Estudantes lideram nova onda de protestos por democracia na Tailândia

FONTE: Green Left | 13/08/2020 | TRADUÇÃO: Charles Rosa

A Universidade Thammasat em Bangkok tem um lugar icônico na longa história de lutas a favor da democracia na Tailândia. Em 10 de agosto, milhares de estudantes se manifestaram no campus, na maior de uma série de protestos massivos dirigidos por estudantes.

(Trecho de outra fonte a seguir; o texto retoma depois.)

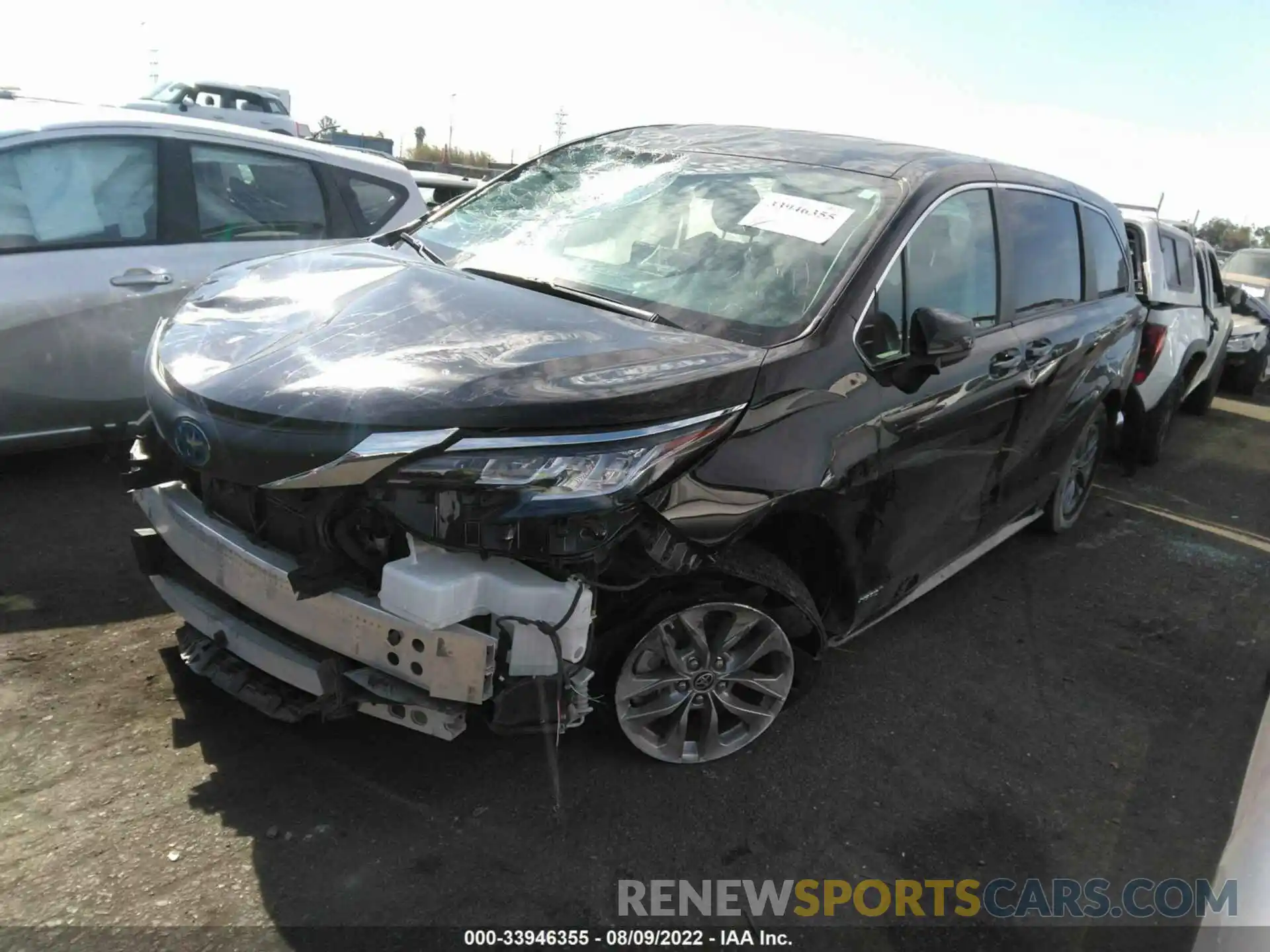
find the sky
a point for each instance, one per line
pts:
(1126, 97)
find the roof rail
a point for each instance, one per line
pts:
(1146, 207)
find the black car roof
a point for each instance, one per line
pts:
(849, 153)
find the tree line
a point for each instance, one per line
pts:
(1226, 235)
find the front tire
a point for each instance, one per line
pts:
(1156, 424)
(1202, 397)
(1076, 480)
(702, 670)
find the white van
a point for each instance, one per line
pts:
(1184, 339)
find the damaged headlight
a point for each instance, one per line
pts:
(572, 466)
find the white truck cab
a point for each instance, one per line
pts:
(257, 107)
(1188, 325)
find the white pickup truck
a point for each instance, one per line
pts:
(258, 107)
(1188, 327)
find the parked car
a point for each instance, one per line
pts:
(1250, 270)
(1248, 358)
(440, 187)
(1184, 342)
(657, 415)
(108, 218)
(258, 107)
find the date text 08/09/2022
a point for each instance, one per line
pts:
(625, 938)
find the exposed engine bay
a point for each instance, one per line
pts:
(443, 594)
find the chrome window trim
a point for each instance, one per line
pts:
(476, 444)
(937, 204)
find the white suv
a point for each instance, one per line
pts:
(1184, 339)
(110, 216)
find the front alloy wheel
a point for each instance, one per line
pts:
(704, 682)
(1078, 477)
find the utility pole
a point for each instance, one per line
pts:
(450, 143)
(154, 59)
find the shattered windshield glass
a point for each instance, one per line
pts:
(741, 248)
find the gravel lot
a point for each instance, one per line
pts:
(1075, 707)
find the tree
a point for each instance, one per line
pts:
(1228, 237)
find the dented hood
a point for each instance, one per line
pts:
(364, 335)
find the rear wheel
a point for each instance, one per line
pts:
(1246, 379)
(1076, 480)
(1202, 397)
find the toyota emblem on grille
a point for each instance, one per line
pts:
(190, 442)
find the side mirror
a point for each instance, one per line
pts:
(939, 338)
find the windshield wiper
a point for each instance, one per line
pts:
(586, 298)
(404, 234)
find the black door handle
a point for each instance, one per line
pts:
(1039, 349)
(1005, 362)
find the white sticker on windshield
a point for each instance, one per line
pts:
(796, 218)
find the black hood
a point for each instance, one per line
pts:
(359, 337)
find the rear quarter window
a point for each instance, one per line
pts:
(372, 202)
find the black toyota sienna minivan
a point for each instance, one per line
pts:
(650, 422)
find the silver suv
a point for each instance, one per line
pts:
(108, 218)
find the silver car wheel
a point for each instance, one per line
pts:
(704, 683)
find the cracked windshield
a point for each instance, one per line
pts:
(714, 474)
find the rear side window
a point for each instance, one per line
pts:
(79, 192)
(1046, 245)
(1111, 267)
(1179, 263)
(1185, 264)
(249, 196)
(375, 202)
(1169, 253)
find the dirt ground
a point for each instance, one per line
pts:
(1070, 707)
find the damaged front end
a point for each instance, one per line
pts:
(419, 576)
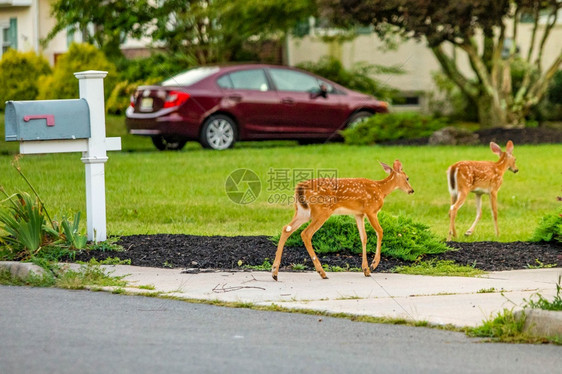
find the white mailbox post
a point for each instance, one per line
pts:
(94, 149)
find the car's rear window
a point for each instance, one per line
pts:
(189, 77)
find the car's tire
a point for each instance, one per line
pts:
(166, 143)
(219, 132)
(357, 118)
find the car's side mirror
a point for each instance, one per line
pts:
(322, 92)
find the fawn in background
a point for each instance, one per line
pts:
(317, 199)
(480, 177)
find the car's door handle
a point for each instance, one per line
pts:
(236, 98)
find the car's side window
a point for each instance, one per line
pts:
(289, 80)
(245, 80)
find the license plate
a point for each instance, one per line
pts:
(146, 104)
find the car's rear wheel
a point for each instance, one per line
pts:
(357, 118)
(168, 143)
(219, 132)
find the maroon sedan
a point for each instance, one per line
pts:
(219, 105)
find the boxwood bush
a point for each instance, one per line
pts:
(393, 126)
(62, 84)
(19, 73)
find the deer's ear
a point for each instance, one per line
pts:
(495, 148)
(386, 168)
(509, 147)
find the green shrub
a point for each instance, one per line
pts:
(393, 126)
(403, 238)
(157, 67)
(120, 97)
(549, 229)
(19, 73)
(358, 78)
(451, 101)
(22, 226)
(62, 84)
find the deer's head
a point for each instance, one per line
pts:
(401, 179)
(508, 155)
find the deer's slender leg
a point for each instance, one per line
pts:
(301, 216)
(494, 204)
(318, 219)
(374, 221)
(360, 220)
(478, 214)
(461, 197)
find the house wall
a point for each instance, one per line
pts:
(33, 24)
(412, 56)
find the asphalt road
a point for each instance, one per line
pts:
(59, 331)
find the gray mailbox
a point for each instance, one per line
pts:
(47, 120)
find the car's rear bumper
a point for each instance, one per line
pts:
(151, 124)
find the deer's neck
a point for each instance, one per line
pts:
(501, 164)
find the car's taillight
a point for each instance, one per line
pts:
(175, 98)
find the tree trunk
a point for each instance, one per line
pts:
(491, 115)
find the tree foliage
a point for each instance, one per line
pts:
(483, 30)
(19, 72)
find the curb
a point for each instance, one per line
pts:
(22, 270)
(540, 322)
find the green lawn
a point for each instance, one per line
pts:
(184, 192)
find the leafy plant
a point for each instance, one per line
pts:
(393, 126)
(403, 238)
(62, 84)
(504, 327)
(543, 303)
(19, 72)
(70, 234)
(23, 225)
(89, 274)
(26, 227)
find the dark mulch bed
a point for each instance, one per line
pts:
(233, 253)
(536, 135)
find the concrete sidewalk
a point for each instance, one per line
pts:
(458, 301)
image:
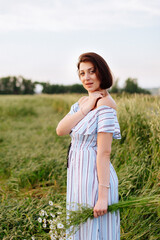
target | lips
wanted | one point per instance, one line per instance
(89, 84)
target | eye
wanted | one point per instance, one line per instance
(81, 74)
(92, 71)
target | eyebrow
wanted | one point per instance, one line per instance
(87, 69)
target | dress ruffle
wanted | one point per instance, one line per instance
(101, 119)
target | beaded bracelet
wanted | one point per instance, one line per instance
(107, 186)
(82, 112)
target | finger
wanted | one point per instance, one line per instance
(95, 214)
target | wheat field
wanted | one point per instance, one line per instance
(33, 162)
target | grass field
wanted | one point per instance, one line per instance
(33, 162)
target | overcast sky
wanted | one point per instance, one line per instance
(42, 39)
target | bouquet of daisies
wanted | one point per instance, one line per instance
(58, 220)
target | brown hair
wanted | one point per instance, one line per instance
(101, 67)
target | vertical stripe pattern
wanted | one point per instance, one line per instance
(82, 179)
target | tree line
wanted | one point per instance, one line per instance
(20, 85)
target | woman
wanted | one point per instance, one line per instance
(91, 123)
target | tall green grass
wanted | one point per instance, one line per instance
(33, 161)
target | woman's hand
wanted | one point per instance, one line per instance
(90, 102)
(100, 208)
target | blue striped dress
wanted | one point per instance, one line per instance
(82, 179)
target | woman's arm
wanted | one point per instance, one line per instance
(104, 141)
(69, 121)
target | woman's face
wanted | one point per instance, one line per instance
(88, 77)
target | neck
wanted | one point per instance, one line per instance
(103, 91)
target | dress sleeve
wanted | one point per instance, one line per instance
(108, 122)
(74, 108)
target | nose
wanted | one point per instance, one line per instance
(87, 77)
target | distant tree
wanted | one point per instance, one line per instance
(16, 85)
(131, 86)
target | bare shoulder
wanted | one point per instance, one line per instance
(82, 99)
(108, 101)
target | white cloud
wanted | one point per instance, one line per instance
(60, 15)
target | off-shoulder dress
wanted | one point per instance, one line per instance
(82, 179)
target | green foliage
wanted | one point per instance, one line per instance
(33, 161)
(130, 86)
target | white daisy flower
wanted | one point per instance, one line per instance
(59, 212)
(70, 238)
(52, 237)
(52, 215)
(46, 213)
(50, 221)
(50, 232)
(60, 225)
(44, 220)
(50, 203)
(40, 220)
(51, 226)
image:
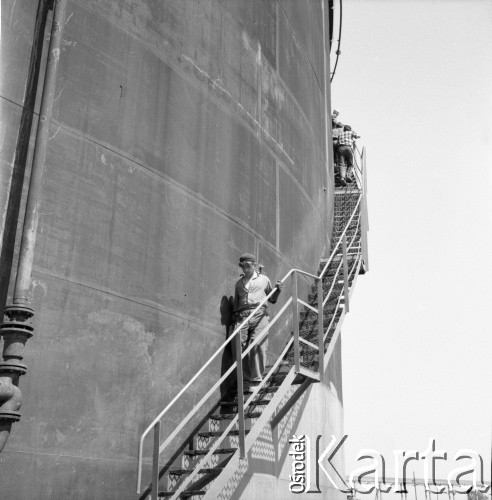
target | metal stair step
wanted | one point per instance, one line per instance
(218, 451)
(185, 494)
(230, 416)
(210, 434)
(207, 470)
(257, 402)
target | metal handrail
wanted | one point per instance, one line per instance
(156, 422)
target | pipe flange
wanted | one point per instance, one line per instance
(13, 309)
(17, 368)
(12, 416)
(16, 328)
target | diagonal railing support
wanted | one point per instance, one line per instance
(321, 332)
(345, 273)
(155, 461)
(240, 397)
(295, 320)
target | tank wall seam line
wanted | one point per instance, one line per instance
(21, 106)
(301, 44)
(178, 185)
(65, 455)
(109, 291)
(162, 56)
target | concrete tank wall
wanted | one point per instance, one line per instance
(184, 133)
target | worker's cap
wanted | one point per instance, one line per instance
(247, 256)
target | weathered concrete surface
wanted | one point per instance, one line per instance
(318, 412)
(185, 132)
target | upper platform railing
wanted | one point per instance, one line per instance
(349, 249)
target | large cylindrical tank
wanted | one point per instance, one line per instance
(184, 133)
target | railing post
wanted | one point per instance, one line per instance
(240, 396)
(155, 461)
(345, 272)
(295, 321)
(321, 330)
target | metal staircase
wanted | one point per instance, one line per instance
(206, 462)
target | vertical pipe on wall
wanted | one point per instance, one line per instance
(17, 321)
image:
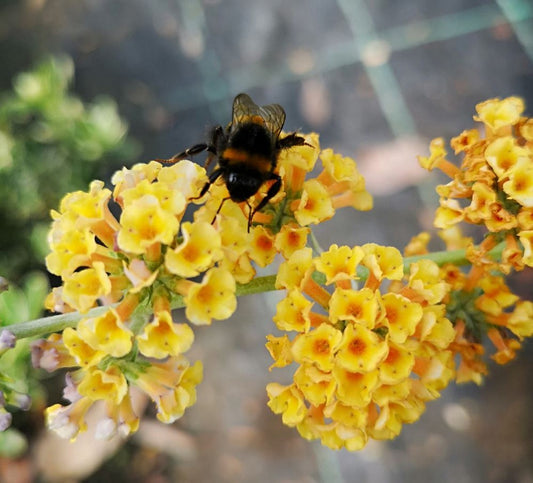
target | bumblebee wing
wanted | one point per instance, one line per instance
(244, 110)
(274, 117)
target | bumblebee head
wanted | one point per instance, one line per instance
(243, 184)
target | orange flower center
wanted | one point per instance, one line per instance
(357, 347)
(321, 346)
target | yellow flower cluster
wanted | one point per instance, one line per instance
(132, 250)
(494, 185)
(481, 306)
(368, 358)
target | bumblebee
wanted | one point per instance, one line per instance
(246, 152)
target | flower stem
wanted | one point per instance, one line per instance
(57, 323)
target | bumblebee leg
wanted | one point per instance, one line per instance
(220, 207)
(272, 191)
(291, 140)
(212, 178)
(196, 149)
(217, 138)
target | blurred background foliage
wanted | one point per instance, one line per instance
(51, 142)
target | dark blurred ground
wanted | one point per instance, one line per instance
(377, 79)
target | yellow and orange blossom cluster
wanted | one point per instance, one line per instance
(482, 309)
(132, 252)
(493, 186)
(368, 358)
(373, 335)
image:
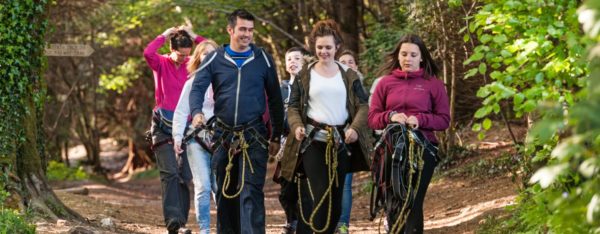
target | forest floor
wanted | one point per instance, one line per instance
(465, 191)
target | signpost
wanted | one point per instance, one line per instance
(68, 50)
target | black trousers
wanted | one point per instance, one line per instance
(174, 180)
(246, 212)
(414, 221)
(316, 174)
(288, 198)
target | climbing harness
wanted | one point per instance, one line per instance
(234, 141)
(396, 169)
(332, 137)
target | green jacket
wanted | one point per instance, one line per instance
(357, 106)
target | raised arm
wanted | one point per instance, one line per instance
(151, 51)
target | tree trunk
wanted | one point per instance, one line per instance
(29, 187)
(346, 14)
(138, 158)
(23, 164)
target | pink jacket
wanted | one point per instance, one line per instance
(168, 78)
(410, 93)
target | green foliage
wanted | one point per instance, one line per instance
(20, 66)
(531, 50)
(10, 220)
(565, 197)
(121, 77)
(382, 41)
(58, 171)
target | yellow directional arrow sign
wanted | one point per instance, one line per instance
(68, 50)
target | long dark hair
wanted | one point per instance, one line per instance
(325, 28)
(391, 59)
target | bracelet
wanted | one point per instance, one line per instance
(390, 115)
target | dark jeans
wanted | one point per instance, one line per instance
(173, 180)
(288, 198)
(414, 221)
(315, 169)
(245, 213)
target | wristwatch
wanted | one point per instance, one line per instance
(390, 115)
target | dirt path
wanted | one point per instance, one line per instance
(454, 204)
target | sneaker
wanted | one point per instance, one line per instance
(342, 229)
(288, 229)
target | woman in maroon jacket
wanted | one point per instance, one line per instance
(409, 93)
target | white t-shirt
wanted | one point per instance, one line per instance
(327, 99)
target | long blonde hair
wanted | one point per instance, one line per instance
(195, 61)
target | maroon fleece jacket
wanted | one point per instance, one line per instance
(410, 93)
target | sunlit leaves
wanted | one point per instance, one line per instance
(121, 77)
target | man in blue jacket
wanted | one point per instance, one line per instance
(241, 74)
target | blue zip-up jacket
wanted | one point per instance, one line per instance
(239, 93)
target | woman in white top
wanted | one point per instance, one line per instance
(327, 117)
(198, 157)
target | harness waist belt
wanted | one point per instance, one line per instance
(222, 124)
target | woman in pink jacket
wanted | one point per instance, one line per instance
(409, 93)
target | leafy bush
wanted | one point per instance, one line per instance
(565, 196)
(10, 220)
(58, 171)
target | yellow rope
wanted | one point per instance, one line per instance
(331, 160)
(245, 157)
(401, 220)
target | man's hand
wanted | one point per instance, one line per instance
(351, 136)
(169, 32)
(300, 132)
(399, 118)
(177, 147)
(274, 148)
(413, 122)
(198, 120)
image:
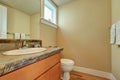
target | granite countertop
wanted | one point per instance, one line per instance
(11, 63)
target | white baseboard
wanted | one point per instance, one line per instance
(94, 72)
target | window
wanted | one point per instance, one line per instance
(49, 12)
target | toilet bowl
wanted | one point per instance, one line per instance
(67, 66)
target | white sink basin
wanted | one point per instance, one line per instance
(24, 51)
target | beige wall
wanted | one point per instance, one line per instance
(35, 26)
(48, 35)
(17, 21)
(115, 48)
(84, 33)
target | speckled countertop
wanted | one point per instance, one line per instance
(10, 63)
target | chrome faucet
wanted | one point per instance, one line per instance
(24, 44)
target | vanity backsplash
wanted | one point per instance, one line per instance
(10, 44)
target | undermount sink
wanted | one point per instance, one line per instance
(24, 51)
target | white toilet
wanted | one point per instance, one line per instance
(67, 66)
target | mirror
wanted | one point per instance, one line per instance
(22, 18)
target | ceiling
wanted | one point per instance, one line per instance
(29, 6)
(61, 2)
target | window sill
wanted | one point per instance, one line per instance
(44, 21)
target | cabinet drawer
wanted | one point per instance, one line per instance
(34, 70)
(53, 74)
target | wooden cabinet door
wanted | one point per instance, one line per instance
(53, 74)
(45, 76)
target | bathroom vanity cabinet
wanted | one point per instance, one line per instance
(46, 69)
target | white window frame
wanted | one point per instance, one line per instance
(45, 21)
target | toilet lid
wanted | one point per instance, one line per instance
(67, 61)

Foram levados a cabo na maioria das cidades importantes desde uma manifestação de 18 de julho frente ao Monumento à Democracia.

A administração da Universidade de Thammasat se desculpou por permitir que a manifestação fosse realizada em seu campus.

Segundo um comunicado emitido em 11 de agosto, os organizadores do ato pediram permissão para realizar a mobilização para impulsionar três demandas: emendas constitucionais democráticas, a dissolução do governo e o fim da intimidação dos críticos do governo.

Entretanto, durante a manifestação, os manifestantes se comportaram e falaram “mais além dos limites permitidos, particularmente sobre temas delicados e sensíveis aos sentimentos do público em general”, segundo a universidade.

Essas referências foram a críticas abertas aos privilégios da monarquia.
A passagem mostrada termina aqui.